VAT – Trade between Ireland and Great Britain
Postponed accounting for VAT on import is now available to all VAT registered traders.
The Revenue Commissioners may exclude traders who do not fulfil certain conditions and requirements from using this scheme.
- provides for postponed accounting for VAT on imports from non-EU countries
- enables you to account for import VAT on your VAT return
- allows you to reclaim VAT at the same time as it is declared in a return. This is subject to normal rules on deductibility.
The Revenue Commissioners may exclude traders who do not fulfil certain conditions and requirements from postponed accounting. The conditions and requirements which must be fulfilled will include compliance with tax and customs law. A business may also be required to satisfy Revenue of the viability of their business operations and their capacity to pay their VAT liabilities.

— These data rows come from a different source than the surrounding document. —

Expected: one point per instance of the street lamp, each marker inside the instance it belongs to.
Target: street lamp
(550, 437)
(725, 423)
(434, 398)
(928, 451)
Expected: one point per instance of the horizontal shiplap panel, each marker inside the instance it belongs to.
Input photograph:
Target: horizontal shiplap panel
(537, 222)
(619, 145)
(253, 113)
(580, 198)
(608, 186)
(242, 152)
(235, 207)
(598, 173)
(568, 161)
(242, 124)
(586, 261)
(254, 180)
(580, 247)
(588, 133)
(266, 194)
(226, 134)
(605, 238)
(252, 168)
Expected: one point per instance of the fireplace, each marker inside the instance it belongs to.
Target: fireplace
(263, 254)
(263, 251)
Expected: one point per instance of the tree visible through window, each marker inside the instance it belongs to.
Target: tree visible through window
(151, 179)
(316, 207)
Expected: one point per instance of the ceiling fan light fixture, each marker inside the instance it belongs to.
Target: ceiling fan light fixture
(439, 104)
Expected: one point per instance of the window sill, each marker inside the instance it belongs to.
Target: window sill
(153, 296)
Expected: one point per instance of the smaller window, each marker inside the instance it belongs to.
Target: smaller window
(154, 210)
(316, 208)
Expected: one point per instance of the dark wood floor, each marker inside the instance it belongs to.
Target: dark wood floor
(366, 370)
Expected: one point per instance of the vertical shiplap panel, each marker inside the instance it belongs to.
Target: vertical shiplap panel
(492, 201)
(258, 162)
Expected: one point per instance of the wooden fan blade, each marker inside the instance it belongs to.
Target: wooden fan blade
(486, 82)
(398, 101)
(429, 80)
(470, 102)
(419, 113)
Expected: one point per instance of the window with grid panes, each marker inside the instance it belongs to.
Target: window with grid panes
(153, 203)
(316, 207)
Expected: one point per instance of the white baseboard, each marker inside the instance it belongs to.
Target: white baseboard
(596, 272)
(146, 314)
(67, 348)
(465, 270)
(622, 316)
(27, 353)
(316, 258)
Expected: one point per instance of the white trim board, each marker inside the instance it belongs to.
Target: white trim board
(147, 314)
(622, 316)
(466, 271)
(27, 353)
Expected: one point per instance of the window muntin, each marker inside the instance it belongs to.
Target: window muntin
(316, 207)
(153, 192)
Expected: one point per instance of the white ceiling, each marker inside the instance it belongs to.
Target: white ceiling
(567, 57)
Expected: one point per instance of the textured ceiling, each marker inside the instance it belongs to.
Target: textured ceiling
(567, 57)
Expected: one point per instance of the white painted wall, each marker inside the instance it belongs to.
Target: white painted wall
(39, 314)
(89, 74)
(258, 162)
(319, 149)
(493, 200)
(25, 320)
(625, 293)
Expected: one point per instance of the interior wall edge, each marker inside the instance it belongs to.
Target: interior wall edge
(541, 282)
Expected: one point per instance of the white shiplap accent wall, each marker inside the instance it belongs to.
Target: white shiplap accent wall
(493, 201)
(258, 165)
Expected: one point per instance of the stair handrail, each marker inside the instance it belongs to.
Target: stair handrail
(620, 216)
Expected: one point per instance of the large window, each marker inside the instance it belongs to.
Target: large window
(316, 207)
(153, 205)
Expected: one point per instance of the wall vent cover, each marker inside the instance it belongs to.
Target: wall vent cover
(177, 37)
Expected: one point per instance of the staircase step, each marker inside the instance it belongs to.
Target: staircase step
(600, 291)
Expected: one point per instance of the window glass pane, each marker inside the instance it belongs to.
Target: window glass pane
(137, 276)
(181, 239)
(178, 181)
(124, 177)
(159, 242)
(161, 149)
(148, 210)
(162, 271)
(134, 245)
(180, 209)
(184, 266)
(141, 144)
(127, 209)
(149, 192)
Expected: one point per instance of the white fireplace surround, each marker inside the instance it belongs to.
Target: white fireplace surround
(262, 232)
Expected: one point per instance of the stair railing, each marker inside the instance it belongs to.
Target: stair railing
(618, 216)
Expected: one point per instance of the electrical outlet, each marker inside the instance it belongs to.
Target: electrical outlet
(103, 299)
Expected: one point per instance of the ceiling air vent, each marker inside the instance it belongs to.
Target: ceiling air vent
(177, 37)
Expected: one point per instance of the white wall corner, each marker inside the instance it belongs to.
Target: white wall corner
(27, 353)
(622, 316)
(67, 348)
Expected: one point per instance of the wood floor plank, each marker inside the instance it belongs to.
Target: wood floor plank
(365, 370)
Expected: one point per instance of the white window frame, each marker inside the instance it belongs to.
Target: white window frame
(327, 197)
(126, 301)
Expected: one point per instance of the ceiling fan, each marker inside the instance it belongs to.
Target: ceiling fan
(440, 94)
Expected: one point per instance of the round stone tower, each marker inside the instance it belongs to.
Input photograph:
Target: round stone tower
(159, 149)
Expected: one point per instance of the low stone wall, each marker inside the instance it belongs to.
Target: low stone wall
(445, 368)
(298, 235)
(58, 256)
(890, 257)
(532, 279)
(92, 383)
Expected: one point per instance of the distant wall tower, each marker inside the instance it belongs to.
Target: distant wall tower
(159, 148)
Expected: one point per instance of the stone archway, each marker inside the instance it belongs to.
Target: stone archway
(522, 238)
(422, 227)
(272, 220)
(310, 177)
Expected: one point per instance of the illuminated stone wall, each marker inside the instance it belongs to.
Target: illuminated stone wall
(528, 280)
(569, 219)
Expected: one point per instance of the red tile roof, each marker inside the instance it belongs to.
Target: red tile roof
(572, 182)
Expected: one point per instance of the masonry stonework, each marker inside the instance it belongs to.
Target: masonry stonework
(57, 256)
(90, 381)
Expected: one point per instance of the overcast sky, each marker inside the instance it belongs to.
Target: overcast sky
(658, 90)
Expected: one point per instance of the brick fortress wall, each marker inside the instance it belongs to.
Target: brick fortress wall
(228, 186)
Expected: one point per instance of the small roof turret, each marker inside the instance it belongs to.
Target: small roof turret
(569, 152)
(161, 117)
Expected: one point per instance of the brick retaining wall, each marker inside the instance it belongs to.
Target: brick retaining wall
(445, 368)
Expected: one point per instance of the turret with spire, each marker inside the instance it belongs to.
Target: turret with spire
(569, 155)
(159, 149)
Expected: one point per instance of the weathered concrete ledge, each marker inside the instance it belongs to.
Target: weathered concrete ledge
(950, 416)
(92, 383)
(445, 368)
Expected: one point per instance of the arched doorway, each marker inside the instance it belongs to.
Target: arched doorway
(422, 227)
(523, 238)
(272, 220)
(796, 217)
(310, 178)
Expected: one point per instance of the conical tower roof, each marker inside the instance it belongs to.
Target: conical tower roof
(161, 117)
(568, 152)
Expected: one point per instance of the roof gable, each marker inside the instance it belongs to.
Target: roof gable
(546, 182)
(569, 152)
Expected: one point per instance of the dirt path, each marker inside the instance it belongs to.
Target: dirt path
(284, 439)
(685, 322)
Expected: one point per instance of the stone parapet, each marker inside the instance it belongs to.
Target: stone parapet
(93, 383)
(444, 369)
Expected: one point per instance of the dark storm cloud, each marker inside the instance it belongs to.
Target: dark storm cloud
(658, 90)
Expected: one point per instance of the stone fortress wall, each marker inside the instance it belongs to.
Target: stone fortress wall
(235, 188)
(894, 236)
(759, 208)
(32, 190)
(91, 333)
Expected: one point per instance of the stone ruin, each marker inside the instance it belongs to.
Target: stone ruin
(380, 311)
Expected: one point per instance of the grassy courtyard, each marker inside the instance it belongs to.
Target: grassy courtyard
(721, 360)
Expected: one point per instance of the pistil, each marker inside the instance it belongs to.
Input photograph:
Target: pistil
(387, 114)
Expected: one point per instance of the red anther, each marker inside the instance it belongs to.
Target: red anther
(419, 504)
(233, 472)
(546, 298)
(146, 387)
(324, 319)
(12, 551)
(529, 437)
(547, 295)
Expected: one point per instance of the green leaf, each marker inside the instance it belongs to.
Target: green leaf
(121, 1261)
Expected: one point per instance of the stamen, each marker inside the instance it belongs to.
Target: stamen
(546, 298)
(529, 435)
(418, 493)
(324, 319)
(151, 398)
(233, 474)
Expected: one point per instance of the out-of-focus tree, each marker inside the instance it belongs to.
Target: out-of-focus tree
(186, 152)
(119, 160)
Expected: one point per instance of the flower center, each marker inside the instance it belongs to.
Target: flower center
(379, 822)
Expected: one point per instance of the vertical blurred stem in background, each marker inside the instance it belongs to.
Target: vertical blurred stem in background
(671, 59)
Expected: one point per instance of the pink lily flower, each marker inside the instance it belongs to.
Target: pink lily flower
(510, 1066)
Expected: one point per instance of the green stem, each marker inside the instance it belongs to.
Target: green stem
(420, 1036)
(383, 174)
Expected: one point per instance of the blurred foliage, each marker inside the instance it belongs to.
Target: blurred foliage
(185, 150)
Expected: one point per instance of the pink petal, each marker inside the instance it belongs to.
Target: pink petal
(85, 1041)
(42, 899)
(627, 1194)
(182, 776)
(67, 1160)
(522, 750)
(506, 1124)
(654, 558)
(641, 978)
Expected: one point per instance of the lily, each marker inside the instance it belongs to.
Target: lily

How to use postponed accounting
To use postponed accounting, an importer should enter a code on the import declaration. This code will allow the VAT on import liability to be accounted for by the importer in their VAT Return. The VAT Return will contain new boxes (fields) to capture this information. If an importer wishes to pay VAT at the time of importation, the relevant code should not be entered. You will find further information about how to use the scheme in Postponed accounting.
All persons registered for VAT and Customs and Excise (C and E) at 11:00pm on 31 December 2020 are automatically entitled to avail of Postponed Accounting. In order to use postponed accounting, you must enter certain codes on your import declarations. You will find further information in Payment of Import Duties for UK Imports.
Where a trader is excluded by Revenue from the postponed accounting scheme, the code should not be entered on the import declaration. In that case, VAT will have to be accounted for and paid on importation. Customs staff will ensure that any importer who has been excluded is not allowed to avail of the scheme.
Postponed Accounting will not apply to goods purchased from Northern Ireland. These purchases will be treated as EU intra-community acquisitions as at present.
The VAT Return and Annual Return of Trading Details (VAT RTD) will require additional entries relating to postponed accounting. The amended VAT Return and VAT RTD applies for all VAT periods or accounting periods commencing from 1 January 2021.